―12―
都子が昼間から会社にやってきた。
そんな報告を和奏から受けた斗真は、軽い眩暈を感じたような気がしてこめかみを押さえた。
社内まで押し掛けてくるほどの非常識ぶりではないにせよ、健全な高校生としてはあるまじき行動だ。テスト期間だという事で学校をサボった訳ではないらしいが、しかし笑って過ごせるような状況ではない。
電話の向こうに聞こえる和奏の声は、やや疲れているように感じた。仕事だし図太いからあまり気にはしていませんけど、と言う和奏だが、それでも全く疲労を感じないという訳ではないだろう。
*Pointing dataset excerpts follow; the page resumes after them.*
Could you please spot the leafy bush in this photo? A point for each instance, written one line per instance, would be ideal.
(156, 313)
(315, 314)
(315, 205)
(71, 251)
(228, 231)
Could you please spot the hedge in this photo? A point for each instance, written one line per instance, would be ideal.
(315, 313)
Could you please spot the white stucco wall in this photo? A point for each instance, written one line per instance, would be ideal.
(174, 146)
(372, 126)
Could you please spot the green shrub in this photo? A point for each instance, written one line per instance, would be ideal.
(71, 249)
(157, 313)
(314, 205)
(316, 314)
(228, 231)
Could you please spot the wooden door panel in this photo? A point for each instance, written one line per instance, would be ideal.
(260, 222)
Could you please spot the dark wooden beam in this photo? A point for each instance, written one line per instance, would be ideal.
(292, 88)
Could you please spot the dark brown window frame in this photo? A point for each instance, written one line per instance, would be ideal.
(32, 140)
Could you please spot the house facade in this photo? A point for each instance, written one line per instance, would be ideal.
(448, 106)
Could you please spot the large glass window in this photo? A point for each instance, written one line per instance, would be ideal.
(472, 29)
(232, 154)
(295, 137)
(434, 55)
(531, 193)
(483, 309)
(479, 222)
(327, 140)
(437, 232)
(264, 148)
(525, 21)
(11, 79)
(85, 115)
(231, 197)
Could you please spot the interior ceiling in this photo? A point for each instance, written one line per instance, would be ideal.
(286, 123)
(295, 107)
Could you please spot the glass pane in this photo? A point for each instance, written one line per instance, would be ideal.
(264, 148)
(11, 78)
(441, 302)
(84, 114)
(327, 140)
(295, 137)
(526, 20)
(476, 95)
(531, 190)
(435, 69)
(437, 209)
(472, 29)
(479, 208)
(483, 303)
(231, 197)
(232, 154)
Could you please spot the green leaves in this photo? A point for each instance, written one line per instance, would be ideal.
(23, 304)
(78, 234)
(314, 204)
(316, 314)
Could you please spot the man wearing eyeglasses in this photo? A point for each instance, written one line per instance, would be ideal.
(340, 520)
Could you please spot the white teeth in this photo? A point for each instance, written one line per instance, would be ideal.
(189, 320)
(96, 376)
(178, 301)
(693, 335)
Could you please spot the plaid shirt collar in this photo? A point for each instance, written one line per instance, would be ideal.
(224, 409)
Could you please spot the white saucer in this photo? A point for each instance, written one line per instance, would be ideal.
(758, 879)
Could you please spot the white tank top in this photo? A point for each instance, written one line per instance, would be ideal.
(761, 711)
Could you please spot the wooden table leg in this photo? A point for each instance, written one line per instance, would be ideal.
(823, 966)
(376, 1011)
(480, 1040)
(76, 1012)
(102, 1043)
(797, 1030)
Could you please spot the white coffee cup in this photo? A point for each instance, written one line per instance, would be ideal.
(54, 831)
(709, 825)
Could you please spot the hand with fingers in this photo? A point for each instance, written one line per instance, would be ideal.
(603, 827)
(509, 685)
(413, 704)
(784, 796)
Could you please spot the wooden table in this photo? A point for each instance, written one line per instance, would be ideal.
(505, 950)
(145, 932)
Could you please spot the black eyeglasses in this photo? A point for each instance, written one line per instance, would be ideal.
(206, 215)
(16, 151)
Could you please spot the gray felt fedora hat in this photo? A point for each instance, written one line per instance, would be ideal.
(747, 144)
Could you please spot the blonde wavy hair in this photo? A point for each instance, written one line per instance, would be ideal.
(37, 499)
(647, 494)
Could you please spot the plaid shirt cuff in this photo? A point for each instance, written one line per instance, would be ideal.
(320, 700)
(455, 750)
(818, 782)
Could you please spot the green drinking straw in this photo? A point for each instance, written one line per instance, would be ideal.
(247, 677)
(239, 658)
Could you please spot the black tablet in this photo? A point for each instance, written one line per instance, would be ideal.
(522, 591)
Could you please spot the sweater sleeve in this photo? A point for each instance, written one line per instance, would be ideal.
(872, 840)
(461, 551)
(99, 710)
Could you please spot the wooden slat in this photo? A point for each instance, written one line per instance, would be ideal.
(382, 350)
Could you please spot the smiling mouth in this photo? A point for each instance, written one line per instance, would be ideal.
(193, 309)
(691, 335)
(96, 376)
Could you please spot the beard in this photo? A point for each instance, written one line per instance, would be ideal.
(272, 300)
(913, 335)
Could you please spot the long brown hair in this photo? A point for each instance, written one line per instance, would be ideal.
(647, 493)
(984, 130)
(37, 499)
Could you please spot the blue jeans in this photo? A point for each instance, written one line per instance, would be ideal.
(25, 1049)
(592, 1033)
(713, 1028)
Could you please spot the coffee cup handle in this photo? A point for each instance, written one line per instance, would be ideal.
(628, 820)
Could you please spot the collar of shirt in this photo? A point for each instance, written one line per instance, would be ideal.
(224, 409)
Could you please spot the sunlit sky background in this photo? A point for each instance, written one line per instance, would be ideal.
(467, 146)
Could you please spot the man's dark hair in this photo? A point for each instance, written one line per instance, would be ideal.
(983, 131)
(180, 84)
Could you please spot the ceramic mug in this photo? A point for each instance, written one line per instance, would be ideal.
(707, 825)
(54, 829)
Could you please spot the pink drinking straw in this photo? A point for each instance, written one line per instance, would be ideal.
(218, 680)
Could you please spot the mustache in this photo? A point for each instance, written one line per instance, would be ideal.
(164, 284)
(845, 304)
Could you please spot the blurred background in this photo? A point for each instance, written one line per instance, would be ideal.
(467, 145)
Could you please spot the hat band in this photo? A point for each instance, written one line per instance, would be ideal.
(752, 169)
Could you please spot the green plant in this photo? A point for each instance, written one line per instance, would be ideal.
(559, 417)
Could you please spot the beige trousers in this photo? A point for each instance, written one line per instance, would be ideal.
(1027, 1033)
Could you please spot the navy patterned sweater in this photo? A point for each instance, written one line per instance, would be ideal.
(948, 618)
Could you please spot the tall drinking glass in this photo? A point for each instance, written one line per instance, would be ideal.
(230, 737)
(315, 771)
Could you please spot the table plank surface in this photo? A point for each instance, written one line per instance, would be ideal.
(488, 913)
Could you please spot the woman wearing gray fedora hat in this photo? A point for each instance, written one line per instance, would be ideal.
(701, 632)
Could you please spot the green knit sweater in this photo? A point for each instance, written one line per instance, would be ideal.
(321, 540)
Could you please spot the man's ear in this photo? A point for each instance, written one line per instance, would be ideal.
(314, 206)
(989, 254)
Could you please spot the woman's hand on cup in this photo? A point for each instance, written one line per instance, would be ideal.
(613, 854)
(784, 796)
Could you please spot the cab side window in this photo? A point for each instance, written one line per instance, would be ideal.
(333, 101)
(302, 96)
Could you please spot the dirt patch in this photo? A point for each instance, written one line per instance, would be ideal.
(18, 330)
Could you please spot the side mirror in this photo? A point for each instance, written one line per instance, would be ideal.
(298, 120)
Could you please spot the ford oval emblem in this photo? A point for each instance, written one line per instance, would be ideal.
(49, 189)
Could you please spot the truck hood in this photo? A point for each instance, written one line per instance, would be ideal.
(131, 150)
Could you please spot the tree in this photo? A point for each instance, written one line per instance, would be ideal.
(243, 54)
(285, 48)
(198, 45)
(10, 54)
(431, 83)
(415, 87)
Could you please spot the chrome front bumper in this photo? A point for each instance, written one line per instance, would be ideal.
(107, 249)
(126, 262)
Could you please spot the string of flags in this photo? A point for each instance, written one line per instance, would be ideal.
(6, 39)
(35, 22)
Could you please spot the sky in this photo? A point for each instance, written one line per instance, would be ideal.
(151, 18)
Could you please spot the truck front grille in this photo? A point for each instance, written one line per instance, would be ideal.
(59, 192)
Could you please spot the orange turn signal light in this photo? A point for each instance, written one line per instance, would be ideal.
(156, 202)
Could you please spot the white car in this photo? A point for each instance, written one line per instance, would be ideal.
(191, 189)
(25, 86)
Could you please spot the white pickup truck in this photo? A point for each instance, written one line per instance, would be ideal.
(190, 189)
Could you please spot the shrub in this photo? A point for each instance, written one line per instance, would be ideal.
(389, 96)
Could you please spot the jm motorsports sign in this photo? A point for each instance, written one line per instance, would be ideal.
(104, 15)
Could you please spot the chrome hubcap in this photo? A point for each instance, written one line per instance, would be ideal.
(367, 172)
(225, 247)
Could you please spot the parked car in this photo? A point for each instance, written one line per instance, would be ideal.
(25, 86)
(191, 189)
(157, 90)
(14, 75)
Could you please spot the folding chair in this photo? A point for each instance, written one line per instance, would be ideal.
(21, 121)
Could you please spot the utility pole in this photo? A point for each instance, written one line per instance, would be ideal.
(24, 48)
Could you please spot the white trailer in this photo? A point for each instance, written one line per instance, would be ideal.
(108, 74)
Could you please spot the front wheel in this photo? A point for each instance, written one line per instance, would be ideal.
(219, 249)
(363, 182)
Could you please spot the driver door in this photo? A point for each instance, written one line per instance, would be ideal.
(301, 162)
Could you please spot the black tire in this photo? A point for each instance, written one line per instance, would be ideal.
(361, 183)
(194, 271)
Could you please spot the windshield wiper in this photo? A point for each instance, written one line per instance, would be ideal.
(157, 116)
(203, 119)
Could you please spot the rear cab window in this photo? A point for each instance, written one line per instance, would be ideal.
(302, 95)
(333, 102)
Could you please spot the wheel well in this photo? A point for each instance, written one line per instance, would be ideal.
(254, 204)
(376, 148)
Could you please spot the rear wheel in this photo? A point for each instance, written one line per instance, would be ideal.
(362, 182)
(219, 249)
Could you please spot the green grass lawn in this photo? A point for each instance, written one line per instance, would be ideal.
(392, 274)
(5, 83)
それぐらい、斗真にだって分かっている。
「頃合い、か」
腹を決めたように斗真は呟いた。
極力波風を立てぬよう、都子の方から諦めてくれるのを待ちたい、と和奏には言ったものの、この段階まで来るとそれは恐らくゼロに等しい可能性である事は分かっていた。
だから、和奏の存在を或る程度都子に認知させたら、その後に告げようと決めていた。
自分が都子を選ぶ事は無い、と。
それから都子のテストが終わるまでの数日間を待ち、斗真は国峰本家を訪れた。両親が他界してから、厚意で度々世話になる事もあったその家――屋敷と呼んだ方がしっくり来るが――は、斗真にとって第二の家のような場所でもあった。今日は都子以外の家族は出払っているようだったが、斗真にとってそれは寧ろ都合が良い事だった。きっと都子を酷く傷つける事になる。あまり他の家族の顔を見たくはない。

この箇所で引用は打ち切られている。